De cette manière, le gestionnaire approche l’analyse des enjeux par le haut (c’est-à-dire la macroéconomie) et «descend» ensuite vers l’analyse d’un titre individuel, jusqu’à la sélection finale.
Rotation de secteurs
Dans le cadre d’un portefeuille d’actions, l’approche descendante correspond généralement à une gestion par rotation de secteurs. Dans ce cas, un gestionnaire favorisera par exemple les titres cycliques ou non cycliques, en fonction de son diagnostic macroéconomique.
En Bourse, «c’est inutile de procéder à des analyses fines quand les enjeux macroéconomiques sont si lourds de conséquences qu’ils permettent de reconnaître les secteurs, les régions ou les pays à éviter», dit Richard Guay. La popularité croissante du créneau des placements alternatifs dans les infrastructures ou dans l’immobilier est un signe de cette réalité nouvelle.

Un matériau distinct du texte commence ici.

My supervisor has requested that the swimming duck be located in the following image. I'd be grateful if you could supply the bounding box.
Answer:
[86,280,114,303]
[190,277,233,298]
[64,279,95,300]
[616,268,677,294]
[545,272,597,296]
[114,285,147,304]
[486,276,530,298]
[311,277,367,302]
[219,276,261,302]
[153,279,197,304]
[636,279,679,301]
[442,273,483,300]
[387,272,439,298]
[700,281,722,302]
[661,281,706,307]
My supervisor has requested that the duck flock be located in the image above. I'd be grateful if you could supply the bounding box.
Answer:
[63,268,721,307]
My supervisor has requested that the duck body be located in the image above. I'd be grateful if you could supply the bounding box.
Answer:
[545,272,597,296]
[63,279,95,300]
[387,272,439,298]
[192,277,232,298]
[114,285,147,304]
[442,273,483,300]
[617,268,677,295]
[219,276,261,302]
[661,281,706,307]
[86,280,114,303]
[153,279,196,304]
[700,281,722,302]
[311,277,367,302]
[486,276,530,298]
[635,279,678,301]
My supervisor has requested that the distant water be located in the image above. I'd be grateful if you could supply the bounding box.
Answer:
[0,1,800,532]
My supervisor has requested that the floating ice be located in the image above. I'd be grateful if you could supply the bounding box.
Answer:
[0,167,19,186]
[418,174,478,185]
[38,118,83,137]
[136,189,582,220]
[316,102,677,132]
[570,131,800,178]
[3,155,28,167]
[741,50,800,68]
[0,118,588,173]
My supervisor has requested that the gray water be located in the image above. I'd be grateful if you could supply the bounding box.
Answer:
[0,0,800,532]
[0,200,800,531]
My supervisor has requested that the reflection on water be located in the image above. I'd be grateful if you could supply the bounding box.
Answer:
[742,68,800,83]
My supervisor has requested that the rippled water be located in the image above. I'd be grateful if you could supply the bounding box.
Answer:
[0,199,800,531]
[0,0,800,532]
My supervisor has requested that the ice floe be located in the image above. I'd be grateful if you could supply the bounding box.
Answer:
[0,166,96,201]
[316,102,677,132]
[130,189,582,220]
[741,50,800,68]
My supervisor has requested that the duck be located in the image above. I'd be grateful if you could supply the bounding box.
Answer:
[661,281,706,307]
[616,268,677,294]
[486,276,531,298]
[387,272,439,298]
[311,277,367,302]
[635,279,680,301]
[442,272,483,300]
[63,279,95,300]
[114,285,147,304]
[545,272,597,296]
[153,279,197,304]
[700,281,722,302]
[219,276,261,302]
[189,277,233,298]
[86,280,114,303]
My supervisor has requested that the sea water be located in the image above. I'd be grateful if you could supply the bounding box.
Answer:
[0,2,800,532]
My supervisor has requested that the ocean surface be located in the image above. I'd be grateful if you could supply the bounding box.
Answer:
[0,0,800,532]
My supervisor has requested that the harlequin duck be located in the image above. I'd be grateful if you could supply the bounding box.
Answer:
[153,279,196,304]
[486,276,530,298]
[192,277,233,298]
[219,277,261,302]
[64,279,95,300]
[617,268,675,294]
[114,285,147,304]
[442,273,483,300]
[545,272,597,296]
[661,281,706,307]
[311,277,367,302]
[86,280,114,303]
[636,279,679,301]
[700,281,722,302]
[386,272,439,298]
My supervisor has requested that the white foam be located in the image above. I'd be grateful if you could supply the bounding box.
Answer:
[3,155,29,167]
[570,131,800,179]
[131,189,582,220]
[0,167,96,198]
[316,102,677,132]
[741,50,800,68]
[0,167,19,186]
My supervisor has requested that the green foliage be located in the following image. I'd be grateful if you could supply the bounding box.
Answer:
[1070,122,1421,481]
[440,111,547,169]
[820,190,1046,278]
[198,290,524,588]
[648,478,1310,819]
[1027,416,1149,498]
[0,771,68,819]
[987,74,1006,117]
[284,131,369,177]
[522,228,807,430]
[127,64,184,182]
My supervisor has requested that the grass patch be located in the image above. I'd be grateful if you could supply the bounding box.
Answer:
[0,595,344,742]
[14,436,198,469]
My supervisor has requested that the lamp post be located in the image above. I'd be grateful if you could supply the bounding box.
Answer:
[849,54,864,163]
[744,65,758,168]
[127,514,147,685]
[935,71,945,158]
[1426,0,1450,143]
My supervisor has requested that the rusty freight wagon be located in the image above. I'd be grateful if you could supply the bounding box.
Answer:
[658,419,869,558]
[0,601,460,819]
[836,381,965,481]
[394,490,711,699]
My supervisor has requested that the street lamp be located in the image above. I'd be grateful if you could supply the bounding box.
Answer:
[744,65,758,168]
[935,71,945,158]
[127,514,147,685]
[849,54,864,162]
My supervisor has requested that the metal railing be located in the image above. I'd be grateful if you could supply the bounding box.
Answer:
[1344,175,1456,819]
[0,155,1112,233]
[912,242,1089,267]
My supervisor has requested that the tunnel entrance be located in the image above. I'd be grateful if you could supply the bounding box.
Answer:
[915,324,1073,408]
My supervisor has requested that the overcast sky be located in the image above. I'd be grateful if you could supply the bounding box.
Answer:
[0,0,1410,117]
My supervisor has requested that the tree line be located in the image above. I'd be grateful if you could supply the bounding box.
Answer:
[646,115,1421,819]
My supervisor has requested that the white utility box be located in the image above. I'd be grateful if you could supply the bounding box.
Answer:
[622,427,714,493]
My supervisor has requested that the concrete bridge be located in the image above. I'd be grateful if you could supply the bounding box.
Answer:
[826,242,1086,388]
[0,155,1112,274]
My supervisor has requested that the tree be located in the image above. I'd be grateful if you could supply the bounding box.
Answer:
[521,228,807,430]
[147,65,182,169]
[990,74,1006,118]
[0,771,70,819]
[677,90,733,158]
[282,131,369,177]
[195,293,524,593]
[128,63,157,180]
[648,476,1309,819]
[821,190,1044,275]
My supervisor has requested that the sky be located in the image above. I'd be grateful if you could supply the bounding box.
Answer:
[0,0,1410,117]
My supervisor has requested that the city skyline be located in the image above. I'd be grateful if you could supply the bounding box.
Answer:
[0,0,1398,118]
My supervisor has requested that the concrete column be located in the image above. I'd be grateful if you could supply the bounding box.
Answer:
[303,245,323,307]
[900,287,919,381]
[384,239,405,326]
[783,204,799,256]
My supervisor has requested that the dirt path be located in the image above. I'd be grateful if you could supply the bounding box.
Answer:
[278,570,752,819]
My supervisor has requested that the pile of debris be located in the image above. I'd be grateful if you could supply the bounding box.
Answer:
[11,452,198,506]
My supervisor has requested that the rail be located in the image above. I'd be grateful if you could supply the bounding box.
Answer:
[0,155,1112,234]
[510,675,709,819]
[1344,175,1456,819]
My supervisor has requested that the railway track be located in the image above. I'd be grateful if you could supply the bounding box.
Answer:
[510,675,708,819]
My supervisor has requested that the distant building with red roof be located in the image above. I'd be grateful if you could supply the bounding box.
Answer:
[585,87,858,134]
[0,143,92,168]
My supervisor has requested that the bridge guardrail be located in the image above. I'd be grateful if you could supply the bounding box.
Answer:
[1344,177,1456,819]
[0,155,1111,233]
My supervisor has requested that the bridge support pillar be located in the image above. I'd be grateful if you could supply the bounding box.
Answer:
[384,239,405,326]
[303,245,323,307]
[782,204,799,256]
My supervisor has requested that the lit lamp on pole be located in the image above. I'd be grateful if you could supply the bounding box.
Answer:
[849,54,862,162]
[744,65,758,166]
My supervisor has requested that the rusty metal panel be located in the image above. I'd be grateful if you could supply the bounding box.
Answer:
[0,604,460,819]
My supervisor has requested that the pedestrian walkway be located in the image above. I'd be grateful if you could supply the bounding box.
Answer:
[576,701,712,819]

Cependant, la gestion par rotation de secteurs n’est pas une panacée. Les gestionnaires qui ont réussi à générer des rendements intéressants grâce à ce style de gestion sont rares.
«Pourtant, les statistiques dénotent des écarts de rendements énormes lorsqu’un gestionnaire choisit les bons secteurs au cours d’une année», affirme Richard Guay. Par exemple, il y a une quinzaine d’années, c’est une gestion dynamique par rotation de secteurs qui a propulsé l’ex-gestionnaire d’Altamira, Frank Mersch, au rang de mégastar de l’investissement. Il avait réalisé des rendements spectaculaires de 1987 à 1998, en surpassant huit fois d’affilée l’indice de la Bourse de Toronto.
Cependant, certains adeptes de l’approche ascendante n’ont pas encore jeté l’éponge. Chez Arrow Capital Management, on estime qu’essayer d’anticiper le marché n’est pas nécessairement une bonne idée. «Il faut simplement tenter de réduire le risque face aux enjeux macroéconomiques», explique le portefeuilliste Guy Caplan.
«Nous procédons à des analyses ascendantes profondes. Ensuite, si le tableau macroéconomique ne plaît pas, nous ajusterons le portefeuille», conclut-il.